The design borders on immersive: Beckmann has harnessed the existing elevator shaft and scattered the floor with broken pieces of brick – the real debris from the play’s poignant death. One by one the bricks are kicked and thrown – sometimes only roughly in the direction of the hefty pile of them on the stage. It’s a minimalist design, but necessarily so, and it allows her to effectively create a landscape barren enough to match the pain ingrained in Kelly’s work.

Damaged from a dysfunctional and tragic upbringing, reeking of agony and neglect, teenage siblings Michael and Michelle now find themselves orphaned following the dramatic crucifixion of their father.

There’s a certain performativity that comes with playing children or young adults, which Leila Mimmack and Harry McEntire handle with ease. Delicately running along the line between acting and naturalism, they both manage to maintain a conversational tone that draws us in to their story, and makes hearing of their pain and heartbreak so much more affecting. At the same time,  Michelle’s unhealthy zest for developing surreal and elaborate retellings of her ‘memories’ is fully embraced by Mimmack and brings a strong vulnerability to the character. She is at once naïve and innocent, simply longing for a home and a family, and at the same time scarily erratic and uncontrollable. McEntire is also superb as he switches almost instantaneously between grinning cheekily at the audience and releasing his frustration through threatening attacks on his sister.

The stresses of these fragile lives are played out across a 70 minute series of monologues and outbursts. Director Abigail Graham has ensured tensions remain high throughout but it is when the two actors come together that the play really electrifies. Even brief interactions between them reveal a huge amount about how deeply they’ve been affected by their family tragedies. Even a simple discussion about a TV brings a moment of hope and normality amongst the absurdity.

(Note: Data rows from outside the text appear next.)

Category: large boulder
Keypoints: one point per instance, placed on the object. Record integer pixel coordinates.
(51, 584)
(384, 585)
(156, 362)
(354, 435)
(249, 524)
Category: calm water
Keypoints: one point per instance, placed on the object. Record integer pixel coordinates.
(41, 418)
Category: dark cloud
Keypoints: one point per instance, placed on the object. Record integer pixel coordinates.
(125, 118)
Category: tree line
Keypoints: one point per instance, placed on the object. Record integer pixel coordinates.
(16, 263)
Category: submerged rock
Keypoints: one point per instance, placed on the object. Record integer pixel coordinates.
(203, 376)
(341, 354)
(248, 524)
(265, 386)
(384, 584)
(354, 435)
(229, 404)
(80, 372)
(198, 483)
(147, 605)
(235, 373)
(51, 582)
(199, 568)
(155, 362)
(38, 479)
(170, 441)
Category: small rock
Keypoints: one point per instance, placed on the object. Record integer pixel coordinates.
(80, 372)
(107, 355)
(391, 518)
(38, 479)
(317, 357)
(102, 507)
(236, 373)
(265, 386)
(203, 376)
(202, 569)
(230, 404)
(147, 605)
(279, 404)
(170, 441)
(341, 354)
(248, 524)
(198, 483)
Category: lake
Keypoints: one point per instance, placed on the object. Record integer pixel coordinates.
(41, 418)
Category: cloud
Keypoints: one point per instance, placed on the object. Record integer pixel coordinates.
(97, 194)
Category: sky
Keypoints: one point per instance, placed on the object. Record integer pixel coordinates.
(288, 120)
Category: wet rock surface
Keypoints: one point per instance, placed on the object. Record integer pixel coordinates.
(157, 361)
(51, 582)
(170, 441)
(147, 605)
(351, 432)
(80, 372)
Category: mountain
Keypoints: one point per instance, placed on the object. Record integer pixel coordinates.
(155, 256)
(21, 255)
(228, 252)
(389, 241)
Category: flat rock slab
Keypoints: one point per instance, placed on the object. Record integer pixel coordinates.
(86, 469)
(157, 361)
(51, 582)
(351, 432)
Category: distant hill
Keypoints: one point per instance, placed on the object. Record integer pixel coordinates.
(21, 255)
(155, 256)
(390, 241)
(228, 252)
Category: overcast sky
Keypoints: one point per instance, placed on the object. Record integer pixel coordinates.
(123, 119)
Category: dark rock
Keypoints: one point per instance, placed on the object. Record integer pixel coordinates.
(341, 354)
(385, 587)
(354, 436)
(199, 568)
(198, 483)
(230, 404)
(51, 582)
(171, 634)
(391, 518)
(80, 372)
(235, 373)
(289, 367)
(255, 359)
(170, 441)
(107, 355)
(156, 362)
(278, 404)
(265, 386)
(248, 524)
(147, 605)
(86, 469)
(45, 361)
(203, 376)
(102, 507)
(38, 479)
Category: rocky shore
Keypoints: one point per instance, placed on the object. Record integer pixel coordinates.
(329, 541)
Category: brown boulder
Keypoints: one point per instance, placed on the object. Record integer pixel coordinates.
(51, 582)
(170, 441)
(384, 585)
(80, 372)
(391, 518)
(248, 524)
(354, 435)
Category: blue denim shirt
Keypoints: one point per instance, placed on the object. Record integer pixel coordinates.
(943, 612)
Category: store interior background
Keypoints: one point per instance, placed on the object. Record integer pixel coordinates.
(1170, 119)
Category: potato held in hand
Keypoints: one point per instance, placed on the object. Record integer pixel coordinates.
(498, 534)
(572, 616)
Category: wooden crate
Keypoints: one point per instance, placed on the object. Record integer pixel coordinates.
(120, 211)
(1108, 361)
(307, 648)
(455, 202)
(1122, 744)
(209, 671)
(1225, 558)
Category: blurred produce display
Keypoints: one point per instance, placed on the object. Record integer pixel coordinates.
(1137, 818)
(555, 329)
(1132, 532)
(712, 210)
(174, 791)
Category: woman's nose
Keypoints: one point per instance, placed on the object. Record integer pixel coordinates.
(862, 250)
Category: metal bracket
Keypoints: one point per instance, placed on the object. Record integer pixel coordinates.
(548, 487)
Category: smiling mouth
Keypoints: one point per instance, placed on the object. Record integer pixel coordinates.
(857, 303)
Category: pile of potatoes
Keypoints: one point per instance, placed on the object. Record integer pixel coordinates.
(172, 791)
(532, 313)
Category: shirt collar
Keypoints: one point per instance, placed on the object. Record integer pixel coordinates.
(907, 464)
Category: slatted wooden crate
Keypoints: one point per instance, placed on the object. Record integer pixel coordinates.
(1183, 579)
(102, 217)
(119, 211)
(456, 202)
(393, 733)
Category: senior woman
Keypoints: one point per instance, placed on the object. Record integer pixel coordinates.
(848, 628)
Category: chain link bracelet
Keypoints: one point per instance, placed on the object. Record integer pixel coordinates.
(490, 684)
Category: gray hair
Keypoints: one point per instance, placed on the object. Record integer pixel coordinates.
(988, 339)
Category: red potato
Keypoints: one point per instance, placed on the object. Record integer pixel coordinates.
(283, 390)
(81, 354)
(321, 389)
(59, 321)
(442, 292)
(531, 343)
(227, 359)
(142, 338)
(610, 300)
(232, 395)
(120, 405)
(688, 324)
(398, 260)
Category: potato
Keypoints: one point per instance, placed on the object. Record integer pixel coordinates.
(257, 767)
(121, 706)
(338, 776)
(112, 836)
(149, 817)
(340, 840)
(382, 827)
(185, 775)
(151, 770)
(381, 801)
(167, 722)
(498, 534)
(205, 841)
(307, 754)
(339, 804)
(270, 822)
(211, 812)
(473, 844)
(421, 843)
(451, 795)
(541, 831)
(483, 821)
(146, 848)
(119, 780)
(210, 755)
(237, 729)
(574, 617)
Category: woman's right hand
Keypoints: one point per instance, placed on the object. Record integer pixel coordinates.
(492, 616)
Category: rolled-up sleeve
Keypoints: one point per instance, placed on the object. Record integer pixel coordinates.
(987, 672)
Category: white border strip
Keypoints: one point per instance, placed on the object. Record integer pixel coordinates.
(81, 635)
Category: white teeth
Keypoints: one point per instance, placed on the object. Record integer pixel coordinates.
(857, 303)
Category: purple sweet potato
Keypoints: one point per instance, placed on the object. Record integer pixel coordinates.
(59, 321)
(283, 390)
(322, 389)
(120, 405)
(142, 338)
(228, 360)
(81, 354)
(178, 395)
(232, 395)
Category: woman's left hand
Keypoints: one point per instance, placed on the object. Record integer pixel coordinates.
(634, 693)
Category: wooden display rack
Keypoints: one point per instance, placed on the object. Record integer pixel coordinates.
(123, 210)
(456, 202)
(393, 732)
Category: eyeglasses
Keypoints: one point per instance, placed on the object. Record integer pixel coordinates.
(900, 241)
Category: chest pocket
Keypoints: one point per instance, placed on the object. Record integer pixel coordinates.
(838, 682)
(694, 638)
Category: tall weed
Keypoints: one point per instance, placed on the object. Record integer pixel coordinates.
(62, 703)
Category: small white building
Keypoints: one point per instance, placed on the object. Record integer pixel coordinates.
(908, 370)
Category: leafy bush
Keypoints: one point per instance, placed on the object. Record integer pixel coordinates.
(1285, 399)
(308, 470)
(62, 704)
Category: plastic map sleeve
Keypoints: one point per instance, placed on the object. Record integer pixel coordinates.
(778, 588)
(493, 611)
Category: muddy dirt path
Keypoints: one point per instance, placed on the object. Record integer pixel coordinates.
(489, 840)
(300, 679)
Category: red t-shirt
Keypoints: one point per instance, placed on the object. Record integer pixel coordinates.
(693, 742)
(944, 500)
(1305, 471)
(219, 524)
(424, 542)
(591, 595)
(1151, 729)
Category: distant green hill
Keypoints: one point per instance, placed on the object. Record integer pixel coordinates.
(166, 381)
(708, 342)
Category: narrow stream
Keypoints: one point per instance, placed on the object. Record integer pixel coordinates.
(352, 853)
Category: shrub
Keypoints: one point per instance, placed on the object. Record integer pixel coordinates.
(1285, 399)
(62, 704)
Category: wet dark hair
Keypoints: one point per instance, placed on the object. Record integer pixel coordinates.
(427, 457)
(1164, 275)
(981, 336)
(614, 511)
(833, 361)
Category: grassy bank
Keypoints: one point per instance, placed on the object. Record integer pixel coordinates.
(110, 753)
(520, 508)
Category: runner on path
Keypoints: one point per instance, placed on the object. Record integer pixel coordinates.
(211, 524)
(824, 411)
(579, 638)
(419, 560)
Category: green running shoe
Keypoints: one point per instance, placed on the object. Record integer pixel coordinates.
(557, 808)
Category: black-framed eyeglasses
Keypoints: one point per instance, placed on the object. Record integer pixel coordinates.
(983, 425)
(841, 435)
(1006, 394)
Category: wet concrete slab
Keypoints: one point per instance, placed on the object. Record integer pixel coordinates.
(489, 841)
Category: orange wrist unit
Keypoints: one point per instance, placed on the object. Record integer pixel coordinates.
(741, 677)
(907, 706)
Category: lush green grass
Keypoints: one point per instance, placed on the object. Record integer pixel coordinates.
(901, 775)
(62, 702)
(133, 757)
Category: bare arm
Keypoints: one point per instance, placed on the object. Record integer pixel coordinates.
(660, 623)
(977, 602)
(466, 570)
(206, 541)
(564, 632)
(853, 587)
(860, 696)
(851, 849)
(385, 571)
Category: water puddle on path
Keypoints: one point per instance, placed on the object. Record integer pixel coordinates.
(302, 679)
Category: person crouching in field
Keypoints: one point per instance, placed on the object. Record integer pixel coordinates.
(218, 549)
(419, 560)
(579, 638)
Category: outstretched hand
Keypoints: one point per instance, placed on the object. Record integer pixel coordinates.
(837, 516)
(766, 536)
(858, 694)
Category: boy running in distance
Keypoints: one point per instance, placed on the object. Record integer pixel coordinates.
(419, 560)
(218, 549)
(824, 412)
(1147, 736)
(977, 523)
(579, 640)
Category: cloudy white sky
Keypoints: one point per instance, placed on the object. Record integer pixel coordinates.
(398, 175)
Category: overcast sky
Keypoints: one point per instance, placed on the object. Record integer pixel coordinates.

The only trouble is Kelly’s dense and sermon-like text which occasionally feels a little superfluous. Whilst for the most part it’s snappy and humorous, it’s bulked up with a number of lengthier monologues that don’t serve much purpose. The cast navigate it swiftly though and coupled with strong direction from Graham, this makes for a succinct production that delves into this unsettling world with full force.